When Brian Friel died in 2015, I wrote that “he held the mirror up to the Irish psyche and Irish identity, stripping away our posturing pretence at internationalism and cosmopolitanism.” For Friel, all politics was indeed local as he examined and passed judgement on the world through the prism of an invented town in Donegal called Ballybeg.
And that world remained shadowy even as it projected the Irish soul worldwide, in plays that were and are accepted as works of universal genius, a fulcrum of human experience, recognisable wherever they are staged. Translations holds the world record in modern times as the most performed and translated play in English.
And Friel’s voice has been acclaimed as compassionate enough to be without rancour: generous and cosmopolitan.
His people, dispossessed and isolated, were the best of us, by the very issue of dispossession, as he saw it. Even the few privileged Catholics (as in Aristocrats) were a separate cohort, never part of the rest of privileged society, because of their faith. Indeed, their definition of being aristocratic was “stepped”: in Protestant Irish society, or on the UK mainland (well, England), they would have been far from aristocratic, merely upper-middle class professionals.
So Brian Friel’s plays never reflected an experience beyond Ireland, but it is an Ireland overshadowed by its complicated history with the neighbouring island. Even so, the works have never been criticised as embittered, despite Friel’s leading involvement in the 1980s in the Field Day experiment, the Derry theatre company established with Stephen Rea to interrogate Irish identity.
Along with his friend Seamus Heaney, Brian Friel has always been credited with cultural generosity. The two are acclaimed in this country as exemplars of the way the differing cultures of the two islands can be the bridge of friendship, rising above divisive politics, and recognising the enrichment of a melting pot.
And that also represents the diasporic view.
So it’s possible to wonder if the vicious verbal battles concerning Northern Ireland, (involving both Brexit and the Protocol) currently raging between our two islands, would have seen playwright and poet standing outside, their outlook a temperate middle ground?
Maybe.
Except that acclaim for Friel’s plays has sometimes been muted among those who want our cultural heritage fed by – and owning – many influences rather than being defensively Gaelic and (culturally at least) Catholic.
We could find an answer in recent years to help us see the Brian Friel legacy as one of inclusion and generosity. The UCD academic (and Friel scholar), Anthony Roche came across something Friel wrote in the Times Literary Supplement in 1972.
“It is time we dropped from the calendar of Irish dramatic saints all those playwrights from Farquhar to Shaw… and that includes Steele, Sheridan, Goldsmith and Wilde… who no more belong to the Irish drama than John Field belongs to Irish music or Francis Bacon to Irish painting.”
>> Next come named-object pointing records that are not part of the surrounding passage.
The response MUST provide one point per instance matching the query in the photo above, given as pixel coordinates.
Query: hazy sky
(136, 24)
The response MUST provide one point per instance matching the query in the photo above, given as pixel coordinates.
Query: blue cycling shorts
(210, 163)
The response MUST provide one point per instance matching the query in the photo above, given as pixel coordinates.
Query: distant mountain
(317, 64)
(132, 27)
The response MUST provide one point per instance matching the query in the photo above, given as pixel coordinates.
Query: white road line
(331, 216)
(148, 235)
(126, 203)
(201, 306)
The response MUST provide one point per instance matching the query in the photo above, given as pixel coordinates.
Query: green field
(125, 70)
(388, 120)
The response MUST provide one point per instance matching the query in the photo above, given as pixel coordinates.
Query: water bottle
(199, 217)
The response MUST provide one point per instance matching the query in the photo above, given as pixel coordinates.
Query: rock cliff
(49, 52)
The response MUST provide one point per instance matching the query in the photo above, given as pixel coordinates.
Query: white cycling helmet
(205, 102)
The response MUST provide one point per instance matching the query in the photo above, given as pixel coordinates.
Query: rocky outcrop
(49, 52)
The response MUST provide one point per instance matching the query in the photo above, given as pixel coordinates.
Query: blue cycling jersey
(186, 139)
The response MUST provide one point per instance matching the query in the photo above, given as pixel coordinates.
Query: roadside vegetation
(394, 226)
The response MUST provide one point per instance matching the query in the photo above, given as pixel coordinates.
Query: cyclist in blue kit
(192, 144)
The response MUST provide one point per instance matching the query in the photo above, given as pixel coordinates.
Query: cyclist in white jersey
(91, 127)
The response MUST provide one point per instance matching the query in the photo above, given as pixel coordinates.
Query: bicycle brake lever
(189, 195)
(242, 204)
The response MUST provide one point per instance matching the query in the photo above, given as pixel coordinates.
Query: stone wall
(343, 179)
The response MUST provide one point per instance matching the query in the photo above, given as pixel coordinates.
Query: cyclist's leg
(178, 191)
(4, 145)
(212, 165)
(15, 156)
He may have had a point about Bacon, whose Irishness was more a geographic accident of birth rather than a nationality, but there’s a spiteful antipathy towards the others, implying that a willingness to accept an international outlook and indeed to live somewhere other than Ireland to pursue one’s life and work is treachery, a betrayal of Irishness. One could also note that all of them with the part exception of the giant figure of Shaw, lived and worked at a time when Ireland was part of the United Kingdom. So it’s possible to suggest that Friel’s belief was that no intrinsically Irish dramatic work was produced until the establishment of the Irish state.
And that is not an attitude conducive to the notion of inclusion of the unionist identity, or even toleration of it.
Just as Heaney’s anger at being included in the Penguin Book of British Poetry could be considered justified: he had made a political choice of Irishness early in his career.
But there was neither grace nor generosity in his rebuttal (it followed his turning down of the post of Poet Laureate in the UK), when he wrote the doggerel poem ‘An Open Letter’:
“Don’t be surprised if I demur, for, be advised/ My passport’s green/No glass of ours was ever raised/To toast the Queen.”
Yet, he was able to sit at the top table for the State Banquet in honour of the Queen in Dublin Castle in 2011. If we don’t have grace and inclusivity from our leading artists, there’s little hope of finding it further down the human chain, as we’ve been seeing recently.